Is the Prometheus startup technology practical outside the laboratory?

Perhaps the most critical question about the Prometheus technology is how the various parts of this experimental system, especially its electrochemical cells that produce alcohol, work outside the lab. “Academic groups have explored key parts of this process model,” says Sean McCoy, an assistant professor in the University of Calgary’s petroleum and chemical engineering department. Most projects face problems in the initial stages of research. Statistics show that most projects that have gone to electrochemical processes to convert carbon dioxide into alcohol have reached a low-efficiency rate.
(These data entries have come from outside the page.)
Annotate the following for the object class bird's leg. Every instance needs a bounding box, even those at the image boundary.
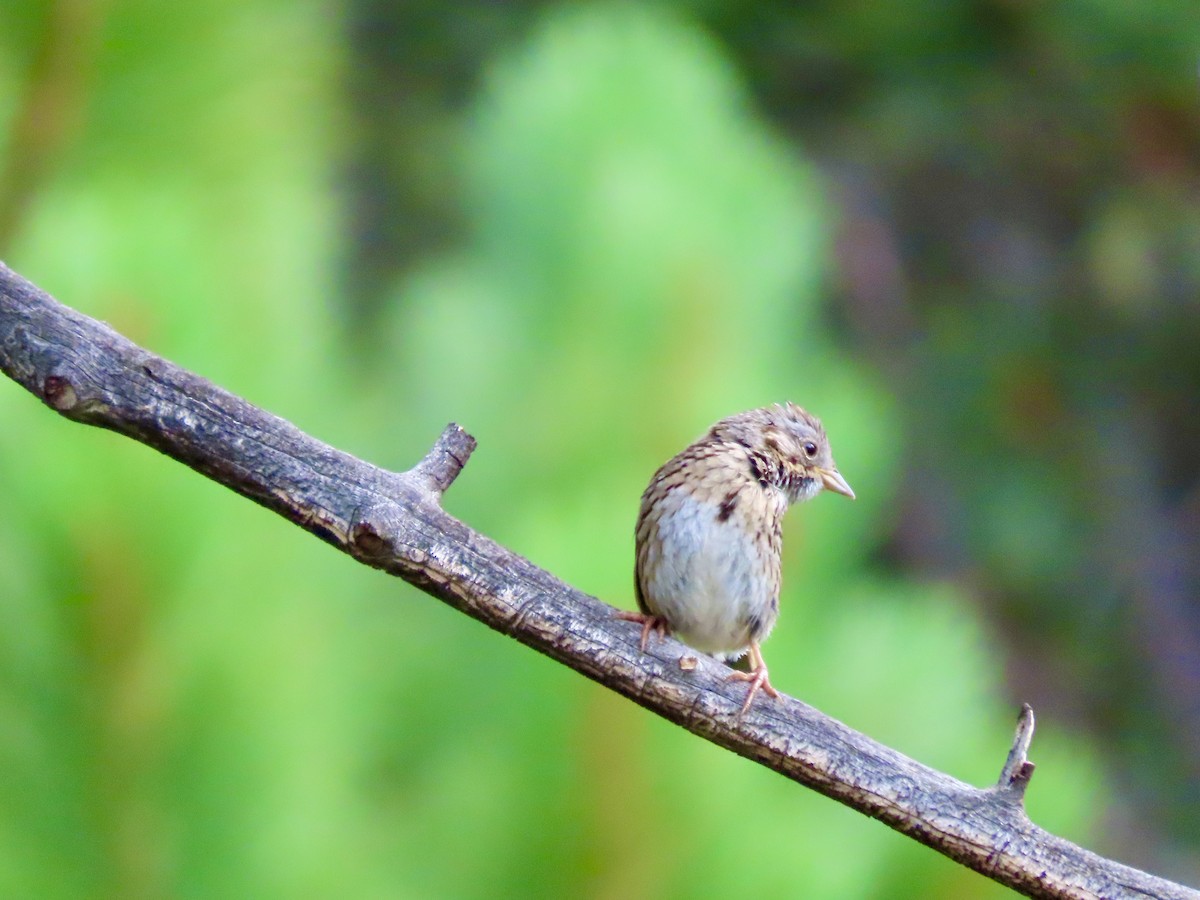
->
[617,610,671,653]
[727,641,779,719]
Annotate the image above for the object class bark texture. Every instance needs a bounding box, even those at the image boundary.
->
[0,263,1200,900]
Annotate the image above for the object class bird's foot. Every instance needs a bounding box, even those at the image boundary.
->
[617,610,671,653]
[726,643,779,721]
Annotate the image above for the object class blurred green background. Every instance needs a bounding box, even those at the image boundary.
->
[0,0,1200,898]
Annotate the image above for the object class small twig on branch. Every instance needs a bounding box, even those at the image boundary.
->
[0,264,1200,900]
[996,703,1034,802]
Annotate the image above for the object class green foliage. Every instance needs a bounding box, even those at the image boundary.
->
[0,0,1123,898]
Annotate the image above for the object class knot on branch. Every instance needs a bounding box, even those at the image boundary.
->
[42,374,79,413]
[996,703,1034,803]
[348,518,395,560]
[406,422,475,498]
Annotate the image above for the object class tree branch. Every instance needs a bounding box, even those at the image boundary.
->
[0,263,1200,900]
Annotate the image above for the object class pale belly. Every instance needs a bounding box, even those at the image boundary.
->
[642,497,778,659]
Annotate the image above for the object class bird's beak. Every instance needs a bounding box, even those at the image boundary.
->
[817,469,854,499]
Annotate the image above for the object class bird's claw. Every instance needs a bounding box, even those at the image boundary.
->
[617,610,671,653]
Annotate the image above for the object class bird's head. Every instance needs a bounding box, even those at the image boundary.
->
[712,402,854,503]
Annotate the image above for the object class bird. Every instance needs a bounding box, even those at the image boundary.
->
[618,402,854,720]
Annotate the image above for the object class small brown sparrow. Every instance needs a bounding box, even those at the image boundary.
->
[619,403,854,718]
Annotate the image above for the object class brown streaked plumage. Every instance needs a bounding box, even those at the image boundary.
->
[620,403,854,716]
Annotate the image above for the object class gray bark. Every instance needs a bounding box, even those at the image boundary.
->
[0,263,1200,900]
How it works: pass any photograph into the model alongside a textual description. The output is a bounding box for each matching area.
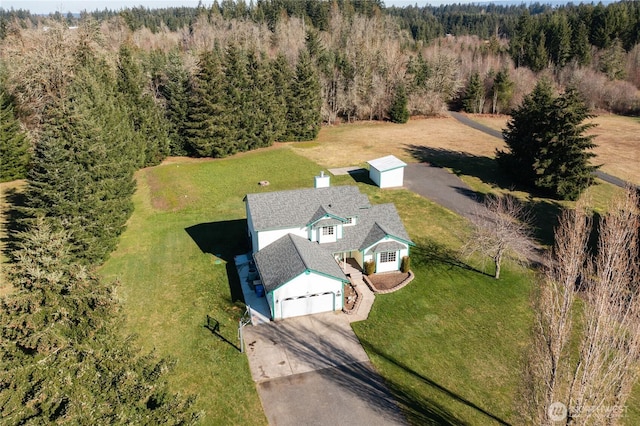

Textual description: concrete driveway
[404,163,484,218]
[244,313,407,426]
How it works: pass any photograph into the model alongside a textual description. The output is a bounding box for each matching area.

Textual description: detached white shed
[367,155,407,188]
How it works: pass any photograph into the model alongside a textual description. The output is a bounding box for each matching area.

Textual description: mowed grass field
[101,146,531,425]
[469,114,640,185]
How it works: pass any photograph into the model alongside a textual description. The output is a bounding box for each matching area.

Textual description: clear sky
[0,0,482,15]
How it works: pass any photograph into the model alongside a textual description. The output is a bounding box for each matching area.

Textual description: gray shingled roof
[322,204,413,253]
[253,234,348,292]
[246,186,371,231]
[366,241,404,254]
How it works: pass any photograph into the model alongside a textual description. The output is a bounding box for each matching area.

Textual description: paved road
[244,313,407,426]
[449,111,640,189]
[404,163,483,218]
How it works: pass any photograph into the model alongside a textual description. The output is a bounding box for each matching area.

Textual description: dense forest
[0,0,640,424]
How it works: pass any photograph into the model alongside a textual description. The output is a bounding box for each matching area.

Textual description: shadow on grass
[349,168,376,186]
[405,145,513,188]
[406,145,563,245]
[185,219,249,302]
[249,314,508,425]
[1,188,25,259]
[361,340,509,425]
[204,315,241,352]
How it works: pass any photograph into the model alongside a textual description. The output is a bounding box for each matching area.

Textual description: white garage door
[282,292,335,318]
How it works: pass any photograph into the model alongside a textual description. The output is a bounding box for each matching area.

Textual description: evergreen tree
[270,53,293,141]
[288,51,322,141]
[0,218,198,424]
[389,84,409,124]
[497,80,598,200]
[462,72,484,114]
[223,45,248,154]
[159,51,191,155]
[185,48,233,157]
[599,39,626,80]
[549,13,571,68]
[0,88,29,182]
[245,51,280,149]
[117,44,169,167]
[571,18,591,66]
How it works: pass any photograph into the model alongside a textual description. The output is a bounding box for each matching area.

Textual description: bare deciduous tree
[526,201,591,424]
[568,189,640,424]
[526,189,640,425]
[462,195,536,279]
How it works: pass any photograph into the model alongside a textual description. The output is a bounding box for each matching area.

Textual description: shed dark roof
[245,186,371,231]
[253,234,348,292]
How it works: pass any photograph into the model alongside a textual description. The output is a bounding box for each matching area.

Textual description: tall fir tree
[223,44,248,154]
[288,50,322,141]
[159,50,191,155]
[0,87,29,182]
[117,44,170,167]
[245,51,278,149]
[497,80,598,200]
[270,53,293,141]
[24,63,138,264]
[185,47,232,157]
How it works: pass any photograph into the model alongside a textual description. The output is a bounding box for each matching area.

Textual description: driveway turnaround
[404,163,484,218]
[244,312,407,426]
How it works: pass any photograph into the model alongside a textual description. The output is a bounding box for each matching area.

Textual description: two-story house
[245,175,413,319]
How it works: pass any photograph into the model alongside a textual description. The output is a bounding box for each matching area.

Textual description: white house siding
[245,203,258,253]
[378,167,404,188]
[252,228,309,253]
[369,167,381,186]
[363,237,409,273]
[267,271,343,319]
[351,250,364,268]
[311,225,342,243]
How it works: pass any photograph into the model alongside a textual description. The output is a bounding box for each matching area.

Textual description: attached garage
[282,291,336,318]
[254,234,348,320]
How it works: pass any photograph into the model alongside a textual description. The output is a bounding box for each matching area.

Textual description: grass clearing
[291,117,504,167]
[3,118,640,425]
[101,147,529,424]
[462,114,640,185]
[101,148,332,424]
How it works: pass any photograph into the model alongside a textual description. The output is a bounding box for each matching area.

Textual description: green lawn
[101,147,637,425]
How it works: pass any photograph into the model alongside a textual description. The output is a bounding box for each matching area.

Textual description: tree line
[0,28,200,424]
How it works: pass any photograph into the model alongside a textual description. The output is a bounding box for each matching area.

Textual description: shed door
[282,292,335,318]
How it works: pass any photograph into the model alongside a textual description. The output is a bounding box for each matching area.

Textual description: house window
[380,251,396,263]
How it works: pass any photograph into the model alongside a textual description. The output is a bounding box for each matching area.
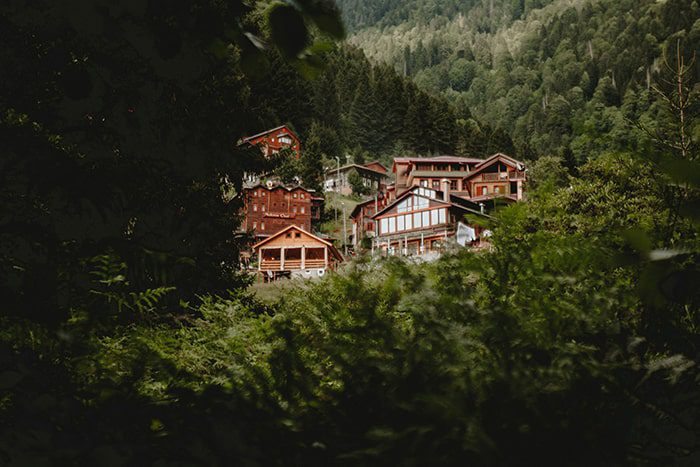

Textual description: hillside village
[241,125,526,280]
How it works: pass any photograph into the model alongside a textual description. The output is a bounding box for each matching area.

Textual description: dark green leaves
[267,2,309,58]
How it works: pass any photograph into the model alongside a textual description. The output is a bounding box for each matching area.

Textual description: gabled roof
[241,125,299,143]
[474,152,523,169]
[350,198,383,219]
[464,152,523,180]
[243,182,316,193]
[394,156,484,164]
[372,190,450,219]
[326,164,388,177]
[362,161,389,173]
[253,225,343,261]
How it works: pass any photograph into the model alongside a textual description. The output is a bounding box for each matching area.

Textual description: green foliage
[339,0,700,164]
[348,170,370,196]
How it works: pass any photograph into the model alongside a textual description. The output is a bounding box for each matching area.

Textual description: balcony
[481,170,525,182]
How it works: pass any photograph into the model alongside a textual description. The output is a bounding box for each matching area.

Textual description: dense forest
[0,0,700,467]
[339,0,700,166]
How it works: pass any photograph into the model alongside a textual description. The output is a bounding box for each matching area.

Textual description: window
[413,212,421,229]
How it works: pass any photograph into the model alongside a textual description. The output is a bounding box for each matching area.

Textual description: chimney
[442,178,450,202]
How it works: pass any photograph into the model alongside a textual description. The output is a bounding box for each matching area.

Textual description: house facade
[372,186,489,256]
[242,183,323,239]
[240,125,301,159]
[392,153,525,200]
[253,225,343,280]
[351,153,526,256]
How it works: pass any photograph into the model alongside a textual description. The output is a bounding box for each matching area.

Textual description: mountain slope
[338,0,700,162]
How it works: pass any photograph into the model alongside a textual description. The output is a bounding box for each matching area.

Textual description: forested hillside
[339,0,700,165]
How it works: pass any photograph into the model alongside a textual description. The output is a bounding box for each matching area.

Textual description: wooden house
[462,153,526,201]
[372,186,489,256]
[324,162,389,196]
[350,193,388,249]
[240,125,301,159]
[253,225,343,279]
[392,153,525,200]
[242,183,323,239]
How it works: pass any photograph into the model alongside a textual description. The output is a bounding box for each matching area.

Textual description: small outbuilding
[253,225,343,280]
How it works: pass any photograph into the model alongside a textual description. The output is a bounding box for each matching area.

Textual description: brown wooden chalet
[242,183,323,239]
[253,225,343,279]
[240,125,301,159]
[325,162,389,196]
[372,186,489,256]
[350,193,389,249]
[392,153,525,200]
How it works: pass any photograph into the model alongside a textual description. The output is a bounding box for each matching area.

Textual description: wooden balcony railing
[481,170,525,182]
[260,259,281,271]
[260,259,326,271]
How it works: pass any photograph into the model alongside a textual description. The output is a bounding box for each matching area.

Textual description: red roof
[242,125,299,143]
[394,156,484,164]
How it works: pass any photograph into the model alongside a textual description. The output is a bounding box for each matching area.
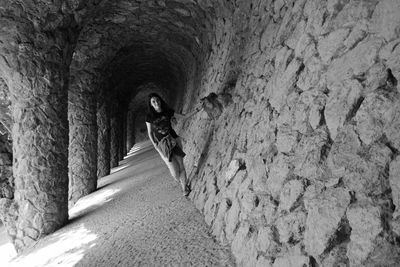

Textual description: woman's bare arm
[174,103,203,119]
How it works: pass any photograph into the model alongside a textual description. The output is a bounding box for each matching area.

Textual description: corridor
[0,142,235,267]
“Is it technically possible to implement this as they’ve claimed?” McCoy says. The answer is yes, but if the fundamental problems of this mechanism are not solved, their idea will likely become a commercial reality in a few years. Can they offer a competitive price (without subsidies) with fossil fuels? I doubt”.

“Given the high cost of electrochemical cells and the electricity required, it is expensive to achieve the chain of addition reactions required to produce complex alcohols,” says McFarland.

 “If the cost to this company is only 2 cents per kilowatt hour, they still cannot compete with fossil fuels.”

According to some critics, considering the cost of hardware, the need for electricity, and the ability of oil-producing countries to reduce the price of fossil fuels, it is unlikely that the startup mentioned above will be able to make fuel from the Carbon in the air that can compete with existing fuels in terms of price. It is enough for the oil exporting countries to reduce the costs so that the price of fuels such as gasoline will decrease.

“The main challenge is that you can’t compete with the energy that fossil fuels produce unless you have government institutions to support you,” McCoy said.

We are very close

The information available to shareholders in particular documents refers only to general information. In response to the uncertainties raised in this regard, McGinnis says: “When the company receives the carbon neutral certificate, we will begin commercializing the product. We have other ways to confirm fuel production, including carbon analysis.

We provided additional information about our technology at the stockholder meeting that was necessary to understand the performance of our acquisition. “We have used innovative solutions for which we have applied for patents.

In addition, we have trade secrets that need to be finalized to share with the public in the future.”

In another part of his speech, he mentions this point: “It is straightforward to say that startups will always fail, because in the past most of them have failed, but don’t forget that some of them have achieved great things. Prometheus does not face any scientific challenges; the only issue between us and fuel supply is large-scale commercialization and affordability.”